Aunque la idea genérica que preside el proyecto de Putin es crear una integración euroasiática de Lisboa a Vladivostok, es evidente que el programa apunta principalmente a generar un espacio resistente a las pulsiones centrífugas a que aludíamos antes. La antipatía que el proyecto ha generado en Occidente, donde se reprocha a Putin la pretensión de querer recrear a la URSS, contrasta con los de analistas rusos, que ven en él un legítimo expediente para fortificar un espacio geopolítico solicitado por la succión de la Unión Europea y China.

Ucrania y los países del Asia central son atraídos, respectivamente, por el fortalecimiento de las posibilidades de crecimiento que la UE ofrece, o por la vertiginosa expansión de la economía china, mientras que el activismo norteamericano funge a modo de catalizador por su ingerencia en las zonas menos desarrolladas, donde fomenta una reconfiguración del Medio Oriente a través de un cambio de regímenes en serie.

Rusia, en el proyecto Putin, desafiaría el dominio global de parte de Occidente al plantear un potente modelo de unidad supranacional que podría convertirse muy verosímilmente en uno de los polos del mundo de hoy, configurándose asimismo "como una conexión eficaz entre Europa y la dinámica región Asia-Pacífico".
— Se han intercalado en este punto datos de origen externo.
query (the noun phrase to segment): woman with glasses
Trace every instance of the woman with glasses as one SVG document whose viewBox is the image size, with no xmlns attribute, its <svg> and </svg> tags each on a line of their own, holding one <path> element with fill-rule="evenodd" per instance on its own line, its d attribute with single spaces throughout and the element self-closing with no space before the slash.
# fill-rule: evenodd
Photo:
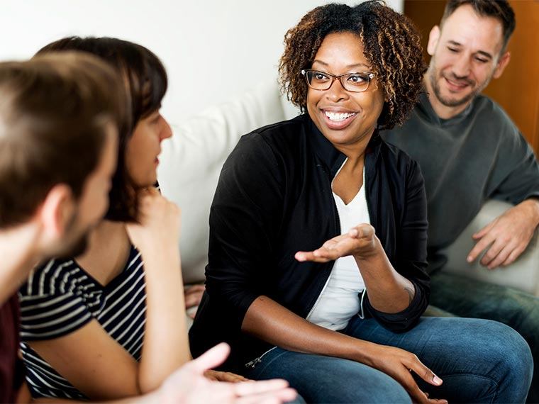
<svg viewBox="0 0 539 404">
<path fill-rule="evenodd" d="M 523 402 L 516 332 L 421 318 L 423 178 L 379 131 L 403 122 L 423 71 L 412 24 L 376 1 L 318 7 L 288 31 L 282 83 L 306 113 L 243 136 L 225 163 L 194 355 L 225 340 L 224 369 L 282 377 L 309 403 Z"/>
</svg>

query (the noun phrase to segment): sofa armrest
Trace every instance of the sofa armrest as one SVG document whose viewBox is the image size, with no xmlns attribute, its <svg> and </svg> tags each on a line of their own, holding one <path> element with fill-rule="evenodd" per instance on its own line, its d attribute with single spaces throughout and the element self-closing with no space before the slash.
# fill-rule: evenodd
<svg viewBox="0 0 539 404">
<path fill-rule="evenodd" d="M 286 103 L 270 81 L 172 125 L 162 143 L 157 179 L 163 195 L 182 208 L 182 269 L 186 284 L 205 280 L 210 206 L 219 174 L 240 138 L 285 119 Z"/>
<path fill-rule="evenodd" d="M 466 261 L 467 254 L 475 244 L 472 235 L 512 206 L 501 201 L 488 201 L 458 238 L 442 252 L 448 257 L 443 270 L 484 282 L 510 286 L 539 296 L 539 237 L 537 231 L 526 250 L 509 266 L 491 270 L 479 263 L 479 258 L 472 264 Z"/>
</svg>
El desarrollo de las relaciones entre esa entidad y China (ya bastante fraguada a través del Grupo de Shangai) se convertiría así en un factor importantísimo en el balance del poder mundial y pondría en graves aprietos a la pretensión norteamericana de alcanzar la hegemonía. Esta ambición ha sido la constante característica del sistema capitalista desde sus orígenes. Primero fue la hegemonía europea por la que se luchó, desde Felipe II e Isabel de Inglaterra hasta las guerras napoleónicas; luego la hegemonía a la escala del planeta, desde la pax britannica a las guerras mundiales. Hoy esa disputa está lejos de haber desaparecido. Más bien se ha exacerbado, a medida que el sistema-mundo se resiente y el capitalismo pone de manifiesto el núcleo autodestructivo que siempre lo ha guiado. Este, si en el pasado era compensado en un complejo juego de equilibrios entre la autodestrucción y la construcción revolucionaria, hoy parece haber perdido esa flexibilidad dialéctica y parece fijado –en el núcleo anglo-norteamericano concentrado en Wall Street y la City de Londres- en una actitud que recuerda la obstinada terquedad de Luis XV, cuando declamaba que después de él podía venir el Diluvio.

En este escenario tormentoso vuelven a apuntar las categorías de la geopolítica. El inglés Halford Mackinder sostenía que “quien gobierna el Este de Europa gobierna el Heartland; quien gobierna el Heartland gobierna la Isla-Mundo, quien gobierna la Isla Mundo controla el Mundo”. El proyecto de Putin no es inocente, se pone en esta línea de acción. Lo positivo que tiene es que no lo hace desde una decidida voluntad hegemónica sino a modo de reflejo defensivo ante un efectivo propósito dominador de parte de Estados Unidos. En la medida en que las resistencias a las pretensiones norteamericanas se multiplique en otras partes del mundo, el surgimiento de un polo de poder de esas características y dotado de futuro podrá considerarse como una eventualidad auspiciable.

Nota

[1] Cosa bastante improbable en estos momentos en que el neoliberalismo se saca el antifaz en los mismos países centrales y explaya con impudicia su afán de máxima rentabilidad a costa de los sueños y el bienestar de quienes son víctimas de la especulación desaforada.